[15] Tamu Tak Diundang

858 49 6
                                    

"Stev! Main, yok!"

Pagi cerah di hari Sabtu, Arvie dengan setelan trainingnya telah berdiri di depan kediaman Maura. Lima menit kemudian, Maura membuka pintu rumahnya seraya menggandeng Stev yang telah rapi dengan wajah mengantuk 

"Stev, ini Pipi sudah datang. Katanya mau jalan-jalan pagi?"

Setelah membuka pintu gerbang, Maura yang masih terbalut piyama tidurnya bertanya seraya mencolek gemas pipi gembul sang putra yang menggembung lucu. 

"Stev maci ngancuk, mommy. Mommy caja yang pelgi belcama Pipi," jawab Stev melantur dengan kedua mata terpejam. 

Maura sontak menatap Arvie yang juga tengah menatapnya, keduanya berdeham pelan.

"Gimana sih jadi lakik loyo banget. Pagi-pagi harusnya semangat, kalau enggak nanti dipatok ayam!" Arvie mengambil alih genggaman Stev dari Maura. 

Stev menguap lebar, "Ayam?"

"Iya, ayam! Mau nyobain rasanya dipatok ayam?" 

Arvie lantas melepas genggamannya, lalu mengangkat kedua tangannya ke udara dengan gerakan mencapit, "Hayo, mau dipatok?" 

Stev terkikik, "Enggak! Mommy Pipina nakal!" ujarnya sambil bersembunyi di balik Maura. 

Bibir Maura tanpa bisa dicegah tersenyum lebar, Arvie yang melihatnya hampir meleleh di tempat. Untuk mempertahankan kewarasannya, ia lantas berbalik lalu merundukkan tubuhnya setengah jongkok, sehingga punggung lebar miliknya terpampang di hadapan Maura dan Stev.

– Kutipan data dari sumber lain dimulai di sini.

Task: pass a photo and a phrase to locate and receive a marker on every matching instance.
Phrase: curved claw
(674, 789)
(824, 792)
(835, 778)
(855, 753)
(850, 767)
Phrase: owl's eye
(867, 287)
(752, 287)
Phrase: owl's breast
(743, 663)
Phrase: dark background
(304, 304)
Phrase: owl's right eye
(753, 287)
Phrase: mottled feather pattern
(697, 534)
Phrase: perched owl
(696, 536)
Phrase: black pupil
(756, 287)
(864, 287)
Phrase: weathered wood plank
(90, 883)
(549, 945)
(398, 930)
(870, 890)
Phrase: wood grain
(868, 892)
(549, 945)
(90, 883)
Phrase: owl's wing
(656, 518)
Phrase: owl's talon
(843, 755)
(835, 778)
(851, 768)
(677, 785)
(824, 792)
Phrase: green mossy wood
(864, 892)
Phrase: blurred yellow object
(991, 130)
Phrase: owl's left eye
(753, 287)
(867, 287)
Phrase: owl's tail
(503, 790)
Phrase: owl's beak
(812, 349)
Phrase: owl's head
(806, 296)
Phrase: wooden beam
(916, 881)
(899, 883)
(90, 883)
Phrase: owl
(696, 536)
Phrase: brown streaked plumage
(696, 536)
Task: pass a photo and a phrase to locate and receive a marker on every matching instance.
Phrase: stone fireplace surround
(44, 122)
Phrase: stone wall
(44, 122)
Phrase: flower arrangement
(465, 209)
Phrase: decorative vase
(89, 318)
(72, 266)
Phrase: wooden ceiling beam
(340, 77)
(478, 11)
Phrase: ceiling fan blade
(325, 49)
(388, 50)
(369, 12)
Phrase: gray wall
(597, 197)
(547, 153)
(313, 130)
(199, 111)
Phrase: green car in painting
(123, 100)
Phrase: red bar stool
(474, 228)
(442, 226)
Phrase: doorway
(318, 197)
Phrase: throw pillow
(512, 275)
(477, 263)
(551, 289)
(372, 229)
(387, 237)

"Ayo, naik. Kalau lama Pipi tinggal," ujar Arvie sedikit menahan malu.

Stev mendongak pada sang ibu, hingga satu anggukan darinya membuat tubuh mungil Stev menghambur menaiki punggung itu dengan tangan yang mengalung pada leher Arvie. 

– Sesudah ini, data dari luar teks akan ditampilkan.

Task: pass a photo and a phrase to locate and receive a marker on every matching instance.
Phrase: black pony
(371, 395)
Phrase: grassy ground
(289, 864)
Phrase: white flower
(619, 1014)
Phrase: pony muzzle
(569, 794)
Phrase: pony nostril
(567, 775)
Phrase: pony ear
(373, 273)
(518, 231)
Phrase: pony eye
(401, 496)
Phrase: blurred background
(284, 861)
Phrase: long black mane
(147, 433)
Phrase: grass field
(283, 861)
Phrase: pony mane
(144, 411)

Maura mengernyit melihat Arvie yang membisikkan sesuatu pada Stev, hingga tiba-tiba keduanya menoleh padanya bersamaan. 

"Kita berangkat ya, mommy!" ucap Arvie dan Stev penuh senyum. 

Wajah Maura memanas, beruntungnya tubuh tegap Arvie yang membawa Stev langsung berlalu pergi meninggalkannya. Ia menutup pintu dengan jantung berdegup kencang, mengapa kini mereka bertiga seperti ayah, ibu dan anak? Maura sudah gila. 

*

"Nah, kita istirahat dulu," Arvie menarik tangan kecil Stev pelan untuk duduk di sampingnya. Tepatnya di atas rerumputan hijau yang menghadap langsung pada lapangan besar yang kini ramai oleh beberapa orang berpakaian putih dengan sabuk hitam di pinggang.

"Itu apa, Pi?" tanya Stev dengan pandangan yang tertuju ke depan. Terdengar pula suara-suara serupa teriakan kala orang-orang itu mendorong kepalan tangannya ke arah depan, lalu disusul gerakan menangkis dengan kaki terangkat.

Arvie tersenyum tipis, ia membuka tutup botol air mineral di genggamannya lalu memberikannya pada Stev, "Itu namanya karate," jelasnya sambil menunggu Stev selesai meneguk airnya. 

"Kalate tu apa?" Stev mengusap bibirnya yang basah dengan punggung tangan tanpa mengalihkan pandangan.

"Seni bela diri, jadi kalau ada yang berniat jahat sama Stev. Stev bisa langsung mengusirnya dengan gerakan-gerakan seperti itu."

Arvie mengambil air mineral dari genggaman Stev lalu meneguknya sedikit, membiarkan fokus anak itu berada pada gerombolan pemuda-pemudi dari komunitas karate di kompleknya. 

"Stev, tahu enggak tujuan mereka belajar karate itu apa?" 

Stev menoleh cepat, "Untuk membela dili dali olang jahat?"